Other questions more broadly addressed the candidates’ political philosophies, including whether they would accept endorsements from Mayor Sanders or conservative Republican City Councilmember Kevin Faulconer (they didn’t think such endorsements would be forthcoming) and whether they were closest politically to Susan Davis, Toni Atkins or Donna Frye. Neptun was booed when he compared Davis to Connecticut Senator Joseph Lieberman and called them both “Right-wing Democrats” — even though Davis voted against the 2002 resolution allowing President Bush to go to war against Iraq. All the candidates pledged to support whoever wins the Council primary against a likely Republican or conservative opponent.

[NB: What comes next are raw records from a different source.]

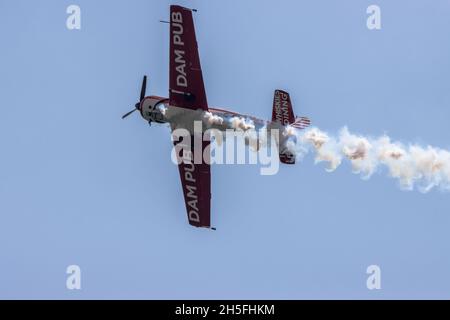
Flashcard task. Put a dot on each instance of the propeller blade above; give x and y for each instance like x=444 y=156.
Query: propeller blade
x=128 y=113
x=144 y=86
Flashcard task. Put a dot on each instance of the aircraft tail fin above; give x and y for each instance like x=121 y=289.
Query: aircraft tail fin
x=283 y=113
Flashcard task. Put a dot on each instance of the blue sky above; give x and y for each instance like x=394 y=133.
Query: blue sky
x=78 y=185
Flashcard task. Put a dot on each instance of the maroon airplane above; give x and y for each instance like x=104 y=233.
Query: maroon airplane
x=187 y=103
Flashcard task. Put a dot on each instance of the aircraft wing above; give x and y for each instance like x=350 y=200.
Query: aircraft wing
x=186 y=86
x=196 y=184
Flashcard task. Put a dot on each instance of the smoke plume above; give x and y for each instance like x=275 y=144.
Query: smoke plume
x=412 y=165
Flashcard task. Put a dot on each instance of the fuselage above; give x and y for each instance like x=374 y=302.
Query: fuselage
x=158 y=109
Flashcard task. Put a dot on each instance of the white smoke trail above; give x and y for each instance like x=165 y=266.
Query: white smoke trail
x=412 y=165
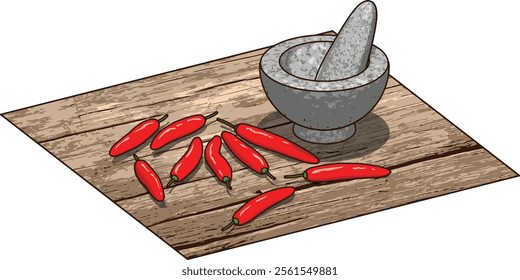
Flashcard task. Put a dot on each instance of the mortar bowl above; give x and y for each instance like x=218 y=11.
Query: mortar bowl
x=322 y=111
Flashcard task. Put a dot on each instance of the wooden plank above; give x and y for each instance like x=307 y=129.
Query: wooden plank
x=316 y=205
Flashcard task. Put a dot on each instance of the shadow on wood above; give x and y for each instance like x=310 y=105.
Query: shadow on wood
x=372 y=132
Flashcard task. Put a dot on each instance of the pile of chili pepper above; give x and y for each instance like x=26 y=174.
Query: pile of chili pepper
x=237 y=144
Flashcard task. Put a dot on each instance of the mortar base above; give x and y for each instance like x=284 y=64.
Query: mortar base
x=324 y=136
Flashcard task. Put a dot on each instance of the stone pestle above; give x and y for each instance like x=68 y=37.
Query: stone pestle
x=348 y=55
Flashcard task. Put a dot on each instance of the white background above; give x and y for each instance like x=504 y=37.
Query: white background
x=460 y=57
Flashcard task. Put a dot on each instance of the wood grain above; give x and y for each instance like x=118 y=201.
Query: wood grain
x=428 y=155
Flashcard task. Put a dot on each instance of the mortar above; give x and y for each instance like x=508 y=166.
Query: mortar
x=322 y=111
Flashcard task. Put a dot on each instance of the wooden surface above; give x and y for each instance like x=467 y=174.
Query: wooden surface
x=428 y=155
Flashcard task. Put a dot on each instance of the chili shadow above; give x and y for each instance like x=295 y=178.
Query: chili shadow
x=285 y=201
x=128 y=154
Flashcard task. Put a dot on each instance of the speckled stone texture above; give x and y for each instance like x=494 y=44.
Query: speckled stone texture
x=348 y=55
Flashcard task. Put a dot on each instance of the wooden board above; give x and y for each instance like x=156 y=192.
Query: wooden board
x=428 y=155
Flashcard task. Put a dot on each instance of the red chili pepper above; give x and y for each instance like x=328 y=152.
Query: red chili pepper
x=179 y=129
x=187 y=163
x=217 y=163
x=136 y=137
x=258 y=205
x=341 y=171
x=271 y=141
x=246 y=154
x=148 y=178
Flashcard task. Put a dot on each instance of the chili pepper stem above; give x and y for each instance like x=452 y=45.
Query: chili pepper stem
x=232 y=223
x=266 y=172
x=211 y=115
x=226 y=123
x=304 y=175
x=163 y=118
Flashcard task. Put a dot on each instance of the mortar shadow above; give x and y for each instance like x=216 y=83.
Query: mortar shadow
x=372 y=132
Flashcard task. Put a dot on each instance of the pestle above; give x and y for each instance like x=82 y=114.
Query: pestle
x=348 y=55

The San Diego Democratic Club made three changes in its usual endorsement procedures for the District 3 race. First, the club insisted that all questions to the candidates be submitted in writing instead of asked aloud from the floor. Second, it allowed members to show up at the start of the meeting, cast their vote for one of the three eligible candidates (Whitburn, Gloria or Hartley) or for no endorsement, and then leave — a procedure the club has used before in electing its own officers but never for an endorsement.
Third, one declared candidate was flatly disinvited to participate in the forum: James Hartline, self-proclaimed “ex-Gay” turned radical Christian activist and darling of Right-wing media figures like San Diego Reader publisher James Holman and talk-show host Roger Hedgecock. Dilno announced at the beginning of the forum that the club’s board had voted not to invite Hartline because of his record of attempting to disrupt Queer community events, and asked the members present to ratify that decision. They did, with only one member opposed.
Under the club’s procedures, members first have to vote on whether or not to endorse in the race at all. With only members actually present eligible to vote, the motion to make an endorsement in the race passed with 117 in favor and 47 against. Because members had the option to cast a vote and then leave, the total number of ballots cast in the endorsement vote was larger — 254 — but the outcome was similar, with 175 votes for Whitburn, 65 for Gloria, four for Hartley and 10 for no endorsement. Whitburn’s total was 68.9 percent of the vote, well above the 60 percent threshold needed to endorse under the club’s rules.